For Paul, this realization that there exists a life out there that is separate from his own is especially apparent during the scene when he follows the singer to her hotel. “There it was, what he wanted-tangibly before him, like the fairy world of a Christmas pantomime, but mocking spirits stood guard at the door, and, as the rain beat in his face, Paul wondered whether he were destined always to shiver in the black night outside, looking up at it.” Paul probably knows what he wants a little more than Miriam. Miriam clearly wants to escape a future of living behind the Concession store and she’s willing to work hard to get to school-and use her parents love-in order to do so. What Paul wants, though apparently without actually having to make any effort toward working for them, is music and art and affluence.

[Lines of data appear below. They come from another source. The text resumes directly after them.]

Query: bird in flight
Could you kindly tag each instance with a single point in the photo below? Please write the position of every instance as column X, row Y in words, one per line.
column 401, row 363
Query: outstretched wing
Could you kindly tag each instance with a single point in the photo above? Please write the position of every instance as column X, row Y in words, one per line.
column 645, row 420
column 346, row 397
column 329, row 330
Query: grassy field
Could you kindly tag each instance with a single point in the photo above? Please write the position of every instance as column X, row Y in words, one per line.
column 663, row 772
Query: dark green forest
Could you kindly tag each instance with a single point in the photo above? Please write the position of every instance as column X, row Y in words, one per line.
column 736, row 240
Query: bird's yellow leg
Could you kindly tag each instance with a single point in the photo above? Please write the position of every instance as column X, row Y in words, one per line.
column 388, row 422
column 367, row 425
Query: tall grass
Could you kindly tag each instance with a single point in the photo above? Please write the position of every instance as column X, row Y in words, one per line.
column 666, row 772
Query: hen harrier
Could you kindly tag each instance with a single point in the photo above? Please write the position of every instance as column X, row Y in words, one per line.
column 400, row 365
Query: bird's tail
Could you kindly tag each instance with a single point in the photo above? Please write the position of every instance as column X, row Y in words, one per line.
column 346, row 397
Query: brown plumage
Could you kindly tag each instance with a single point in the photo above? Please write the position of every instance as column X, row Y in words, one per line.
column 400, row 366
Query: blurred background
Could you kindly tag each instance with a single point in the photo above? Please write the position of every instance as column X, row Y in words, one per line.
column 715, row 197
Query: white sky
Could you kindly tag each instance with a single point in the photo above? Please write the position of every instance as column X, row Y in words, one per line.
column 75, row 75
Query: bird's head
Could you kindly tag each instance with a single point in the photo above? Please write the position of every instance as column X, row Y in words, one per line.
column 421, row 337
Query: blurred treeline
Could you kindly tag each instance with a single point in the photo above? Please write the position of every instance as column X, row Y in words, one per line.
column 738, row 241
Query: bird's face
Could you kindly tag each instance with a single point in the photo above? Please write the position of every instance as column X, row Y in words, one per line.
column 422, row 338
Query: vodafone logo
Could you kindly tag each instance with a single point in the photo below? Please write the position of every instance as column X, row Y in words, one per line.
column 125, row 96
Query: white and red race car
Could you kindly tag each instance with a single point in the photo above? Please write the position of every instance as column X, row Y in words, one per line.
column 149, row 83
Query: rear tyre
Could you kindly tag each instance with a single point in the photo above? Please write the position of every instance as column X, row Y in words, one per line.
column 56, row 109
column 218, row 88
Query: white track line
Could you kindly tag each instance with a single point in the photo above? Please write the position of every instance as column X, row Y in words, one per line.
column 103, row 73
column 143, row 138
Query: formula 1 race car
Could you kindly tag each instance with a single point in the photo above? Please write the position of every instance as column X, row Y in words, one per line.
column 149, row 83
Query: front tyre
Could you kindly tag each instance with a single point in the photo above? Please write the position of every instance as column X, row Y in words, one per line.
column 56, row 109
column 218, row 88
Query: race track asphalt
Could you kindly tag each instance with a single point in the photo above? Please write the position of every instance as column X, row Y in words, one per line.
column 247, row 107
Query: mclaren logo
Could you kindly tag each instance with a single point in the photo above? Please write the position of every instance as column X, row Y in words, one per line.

Miriam’s escape from dread seems to be realized. Unlike Paul, she actively makes an effort. She works hard and gets the opportunity to leave her childhood fears behind forever. She goes to school, gets work that she considers respectable and marries well. True, she has to go back and visit her roots occasionally, but the visits are on her own terms, and rare. Miriam has escaped what she feared the most, though certainly this escape comes at a cost that perhaps she’s not mature enough to understand. She has broken her parents spirits and seems either not to realize it or not to care.
Paul’s escape is more concrete, though certainly problematic in a different way from Miraim’s. It’s true that he will never have to go back to Cordelia Street-even for a brief visit-but it is also true that he will never visit Cairo like he had planned. He does escape from the dreaded fear, but the escape is at too great a cost to be termed successful. Paul’s escape is into the great undiscoverd country of death.
Both Paul and Miriam believe, if only for a moment, that they have beaten back the thing in the corner. That thing for both could possibly be living the life they most feared. For Miriam, it seems as though nothing could be worse for her than living out the remainder of her life among the slums of the mining town. Obviously, this fear is far worse than any guilt she feels at the betrayal of her parents. For Paul, there seems to be only one way out since he doesn’t appear to be willing to work hard, rise slowly and eventually escape like Miriam. But even that escape into death cannot be called a success, as he does, after all, have just enough time for regrets before all fear and dread are smashed out of him with horrific finality.